Il y a une mer Méditerranée, un bassin qui relie une dizaine de pays. Les hommes qui hurlent dans les cafés chantants d’Espagne, ceux qui errent sur le port de Gênes, sur les quais de Marseille, la race curieuse et forte qui vit sur nos côtes, sont sortis de la même famille , écrit Camus.
Avant d’aborder  Le premier homme, il est utile de savoir que Camus avait exprimé à propos d’une oeuvre de jeunesse  l’Envers et l’Endroit, son désir de la réécrire  malgré  la réalité d’un risque d’échec, rien ne m’empêche en tout cas de rêver que j’y réussirai, d’imaginer que je mettrai encore au centre de cette œuvre l’admirable silence d’une mère et l’effort d’un homme pour retrouver une justice ou un amour qui équilibre ce silence. Avec cette idée essentielle (en lien avec cette première oeuvre) qui éclaire Le Premier Homme, une œuvre d’homme n’est rien d’autre que ce long cheminement pour retrouver par les détours de l’art les deux ou trois images simples et grandes sur lesquelles le cœur, une première fois, s’est ouvert. 

Ce roman a une histoire. Commencé dans le début des années 1950, un manuscrit est retrouvé,  dans sa sacoche, après la mort brutale de Camus sur une route de la région parisienne, le 4 janvier 1960. Il ne sera édité qu’en 1994. D’inspiration autobiographique, et portant en lui l’inachèvement, il raconte la naissance de cet enfant qu’il fut, prénommé Jacques dans le roman, à travers le regard de l’homme qu’il est devenu.
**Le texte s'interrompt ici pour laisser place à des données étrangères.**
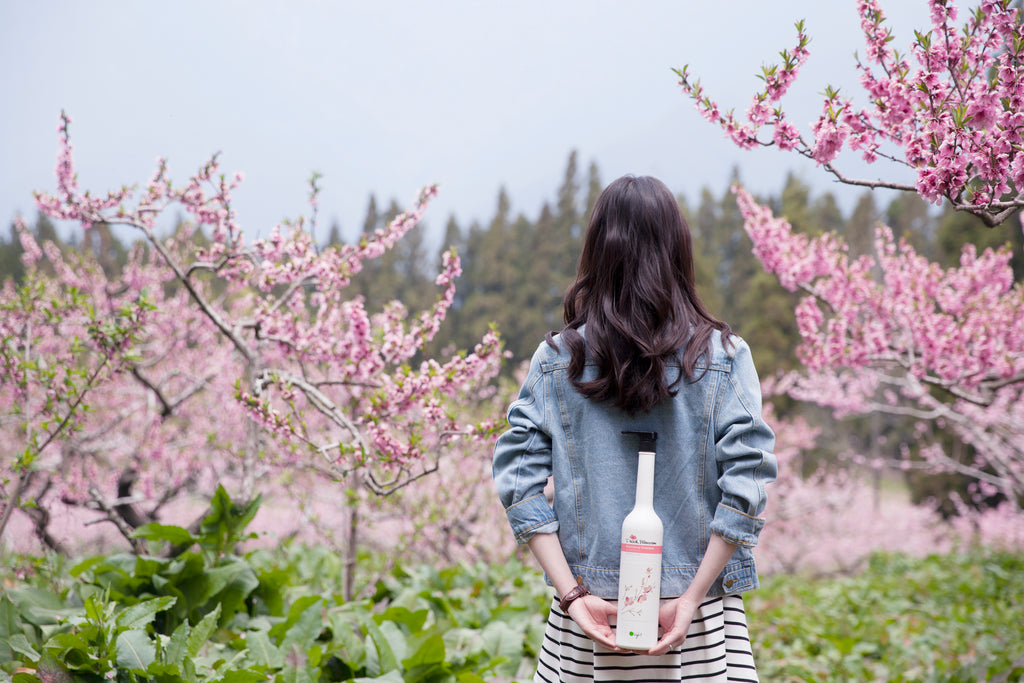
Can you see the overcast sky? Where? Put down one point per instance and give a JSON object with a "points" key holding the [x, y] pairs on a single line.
{"points": [[387, 96]]}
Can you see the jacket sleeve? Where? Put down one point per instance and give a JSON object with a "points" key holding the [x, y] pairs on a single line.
{"points": [[743, 446], [522, 461]]}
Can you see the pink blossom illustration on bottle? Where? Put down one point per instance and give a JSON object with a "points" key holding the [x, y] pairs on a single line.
{"points": [[634, 597]]}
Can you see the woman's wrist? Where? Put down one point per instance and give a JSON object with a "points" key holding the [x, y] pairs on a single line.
{"points": [[572, 595]]}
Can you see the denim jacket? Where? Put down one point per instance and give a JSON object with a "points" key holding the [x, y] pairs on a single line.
{"points": [[714, 457]]}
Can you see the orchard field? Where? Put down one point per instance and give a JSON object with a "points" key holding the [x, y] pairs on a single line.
{"points": [[225, 459], [202, 612]]}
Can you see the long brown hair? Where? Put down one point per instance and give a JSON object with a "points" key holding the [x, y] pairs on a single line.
{"points": [[635, 292]]}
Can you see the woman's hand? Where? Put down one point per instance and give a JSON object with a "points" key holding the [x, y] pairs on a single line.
{"points": [[591, 613], [675, 616]]}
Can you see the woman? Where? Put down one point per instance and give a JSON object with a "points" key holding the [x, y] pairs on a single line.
{"points": [[639, 352]]}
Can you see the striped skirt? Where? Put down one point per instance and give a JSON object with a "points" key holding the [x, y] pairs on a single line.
{"points": [[717, 649]]}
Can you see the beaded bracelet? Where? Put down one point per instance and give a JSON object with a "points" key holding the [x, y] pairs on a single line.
{"points": [[578, 592]]}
Pratiquement pas de première personne, caractéristique de cette écriture autobiographique, mais un  -il-  quasi permanent qui parcourt le livre. Au-delà de l’histoire d’un être pour une justification de ses erreurs, de ses fautes, et non pour servir d’exemple, non pour se présenter comme un être unique comme Rousseau, Camus raconte autre chose.  

C’est l’histoire de la pauvreté qui simplifie le monde fait de labeurs incessants, de luttes, de soleil, de chaleur et de silences.
C’est l’histoire de cet enfant, avide de connaissances et aimant les siens, la quête de la certitude d’être aimé par une mère si silencieuse et si peu démonstrative. Elle m’aime, elle m’aime donc, écrit-il.
C’est l’histoire d’un romancier qui, au-delà des tensions graves qui habitent ces deux communautés sur la même terre, tente de donner une réponse romanesque et symbolique à une situation profondément douloureuse, sans vouloir trahir personne.

Il s’agit de l’histoire de son enfance jusqu’aux années du lycée et surgissant du fond de ces narrations et traversant le récit,  la quête d’un homme, celle de son père, constat terrible d’un  lien bouleversé quand l’enfant, devenu adulte, devant la tombe de son père, père cadet dont la mort avait détruit un équilibre, quelque chose ici n’était pas dans l’ordre naturel et, à vrai dire, il n’y avait pas d’ordre mais seulement folie et chaos là où le fils était plus âgé que le père. Histoire de cet homme qui s’inscrit dans la tribu  des émigrés qui sont venus sur cette terre d’Algérie,  cheminant dans la nuit des années sur la terre de l’oubli où chacun était le premier homme, où lui-même avait du s’élever seul, sans père, devenu comme les autres, le premier homme.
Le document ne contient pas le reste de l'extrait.